2001 hatte Bukowski mit Rolf Apel bereits eine erste Schrift zu der Thematik veröffentlicht, die man nun "aktualisiert" habe. Auch bei den neuerlichen Recherchen sei "verloren geglaubtes Material ausgegraben" worden, so der 77-Jährige, der von "Forschungsarbeit mit kriminalistischem Spürsinn" spricht. Denn vor allem die Quellenlage über die Militärfliegerei sei fast "gleich Null" gewesen - aus Gründen der Geheimhaltung unter den Nazis wie in der DDR. Überdies sei viel Material vernichtet worden.

Dennoch haben die beiden Strausberger in ihrer Chronik "Start und Ziel ..." eine Menge Stoff zusammengetragen - mehr als 200 Seiten, dazu nach Bukowskis eigenen Zählungen 859 Abbildungen. Den ersten Punkt setzen die Autoren übrigens nicht beim Entstehen des Flugplatzes, sondern beim ersten Strausberger Motorflieger Felix Schulz, der im März 1913 den Flugzeugführerschein ablegte und wenig später als Testpilot tödlich verunglückte. Der"Aviatiker" wurde auf dem hiesigen Friedhof begraben. Bukowski und Kleest spannen den Bogen zudem über die Segelfliegerei auf dem Schlechterberg in Gartenstadt und den Fliegerhorst bis hin zu den Flugzeugreparaturwerken Friedrich in der Hegermühlenstraße und zum Kommando Luftstreitkräfte/Luftverteidigung der DDR in der Vorstadt, der heutigen Barnim-Kaserne.

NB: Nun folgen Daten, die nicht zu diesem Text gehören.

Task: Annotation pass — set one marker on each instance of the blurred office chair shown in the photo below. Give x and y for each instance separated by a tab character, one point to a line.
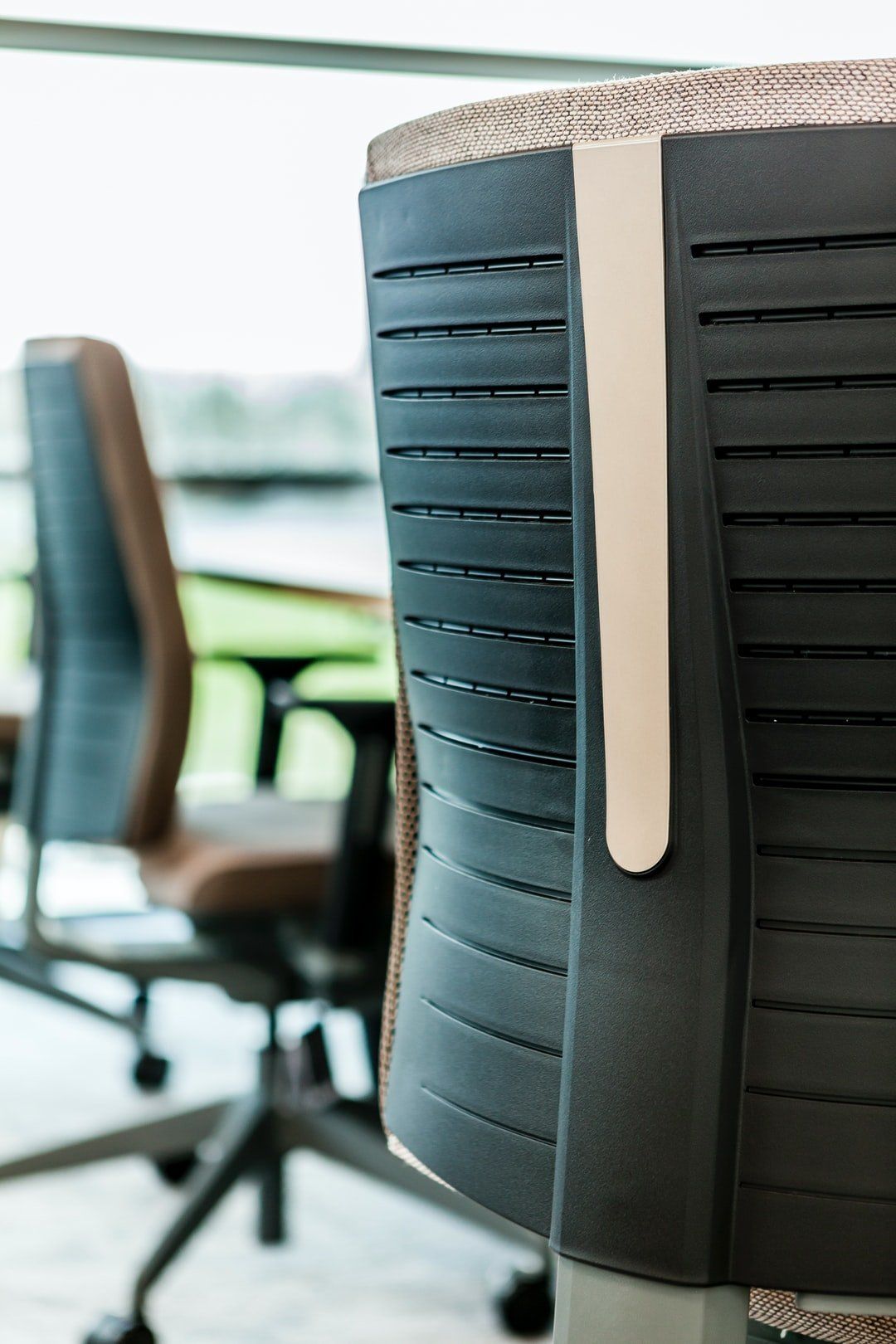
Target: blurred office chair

Als ihre wichtigste Quelle bezeichnen die Regionalhistoriker Zeitzeugen. So haben sie zum Beispiel eine Sachbearbeiterin der früheren Navigationsschule der Luftwaffe aufgetan, die unter anderem über das erste Planetarium in Strausberg berichtete. Ebenso hätten sie Lehrlinge des damaligen Industrieflughafens gefunden. Für Augenzeugenberichte über einen Angriff Ostern 1944 sowie eine Wasserlandung im Bötzsee im Dezember 1944 fand Bukowski Belege in Dokumenten, womit "Authentizität" für das Geschichtsbuch gegeben war. Als "sensationell" stufen die Autoren ihre Erkenntnis ein, dass zwei Exemplare eines Navigationstrainingsflugzeugs, entwickelt von einem Ableger der Blohm&Voß-Schiffswerft Hamburg, 1941 bis 44 in Strausberg im Einsatz waren.

Weitere Kapitel widmen sich hier stationierten sowjetischen Fliegern, der NVA-Verbindungsfliegerstaffel und schließlich der Entwicklung des Verkehrslandeplatzes nach der Wende mit dem 2002 in Betrieb gegangenen neuen Abfertigungsgebäude bis hin zu den derzeitigen Mitarbeitern der Flugplatz GmbH. Zuletzt hatte das Manuskript laut Bukowski "vier Jahre auf Eis gelegen", weil die Finanzierung nicht geklärt war. Mit Unterstützung der Stadtwerke kam es 2012 auf den Markt. Erhältlich ist es für knapp 25 Euro in deren Kundencenter, am Flugplatz und in der Buchhandlung Micklich.